Hi Hugh,

Le 10/03/2017 à 14:01, Hugh Williams a écrit :
> Hi Thomas,
>
> Is the ORCID dataset the only RDF datasets in the Virtuoso RDF Quad Store 
> currently, or are there others ?
>
> What is the size of the ORCID dataset ie triple count ?

I gave you wrong informations, because I misundertstood the process. 
Below are the correct details of our INSERT procedure from ORACLE db :

- dataset is from ORCID 2016 XML download available on this page 
https://orcid.org/content/download-file ("The file contains the public 
information associated with each user's ORCID record.
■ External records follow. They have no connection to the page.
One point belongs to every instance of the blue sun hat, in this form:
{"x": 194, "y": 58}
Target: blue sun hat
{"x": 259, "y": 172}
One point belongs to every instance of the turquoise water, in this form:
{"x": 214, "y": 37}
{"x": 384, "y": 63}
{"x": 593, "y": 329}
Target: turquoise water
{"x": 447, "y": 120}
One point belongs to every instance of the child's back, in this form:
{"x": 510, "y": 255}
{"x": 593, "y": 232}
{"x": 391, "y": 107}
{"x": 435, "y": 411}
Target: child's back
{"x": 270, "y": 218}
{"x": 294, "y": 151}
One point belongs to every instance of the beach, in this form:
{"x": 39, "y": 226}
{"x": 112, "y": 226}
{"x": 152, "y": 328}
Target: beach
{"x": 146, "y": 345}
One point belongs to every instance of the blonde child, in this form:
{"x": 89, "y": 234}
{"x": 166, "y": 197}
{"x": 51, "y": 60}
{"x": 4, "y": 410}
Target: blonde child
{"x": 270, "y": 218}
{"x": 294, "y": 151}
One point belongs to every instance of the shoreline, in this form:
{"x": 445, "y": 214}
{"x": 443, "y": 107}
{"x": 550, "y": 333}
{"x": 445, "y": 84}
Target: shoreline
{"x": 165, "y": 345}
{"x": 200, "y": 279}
Each record is 
included as a separate file in both JSON and XML. " 
https://figshare.com/articles/ORCID_Public_Data_File_2016/4134027).

They are uploaded inside ORACLE as XML records.

- then in a ORACLE PL/SQL procedure we apply "on the fly" an XSLT 
stylesheet (using Oracle XMLTRANSFORM efficient XSLT transform engine) 
to have an RDX/XML file for each ORCID XML record in the ORACLE table

- next in the process we use Jena tools to generate also "on the fly" 
TRIPLES from this RDF/XML results

- these are the  triples we're finally inserting via a JDBC "SPARQL 
INSERT DATA INTO GRAPH..." call to virtuoso from the PL/SQL Oracle 
procedure via virtuoso JDBC driver (and not ORACLE jdbc driver, my 
mistake, as you guessed)

-checking release of JDBC driver is > java -cp virtjdbc3.jar 
virtuoso.jdbc3.Driver
OpenLink Virtuoso(TM) Driver for JDBC(TM) Version 3.x [Build 3.62]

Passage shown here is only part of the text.